Porsche 911 restomods have become a bit of a cliché. New makers of them pop up almost weekly, promising analogue thrills and retro-modern looks. But Lanzante, the British firm known for maintaining many of the world's McLaren Fls and for making race and track-only cars road-legal, has produced one with a genuine difference. Rather than upgrade the contemporary flat-six engine, as is par for the course, it opted to retrofit a 1980s 911 with an actual Formula 1 V6 from McLaren's back catalogue.
Developed by Porsche and named the TAG after the F1 team's contemporary title sponsor (see box), the turbocharged 1.5-litre unit is rumoured to have put out more than 1000bhp in qualifying trim.

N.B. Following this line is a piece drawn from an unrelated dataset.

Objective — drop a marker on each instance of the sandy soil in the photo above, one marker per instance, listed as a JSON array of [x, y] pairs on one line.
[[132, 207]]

Retrofitting such a potent powerplant into a classic is a tantalising proposition - yet, as Dean Lanzante told me at the Goodwood Festival of Speed, that was not the original plan. He simply wanted to purchase McLaren's original TAG engine test mule, a 930-generation 911 Turbo, from the group's Racing division. Boss Zak Brown politely declined the request, but Lanzante was undeterred.
"They had a load of engines.
These engines had stood since the '80s, but they were all crated up," he recalled.
Sensing an opportunity, Lanzante began to assemble a business case for building a small run of road cars referencing that original mule.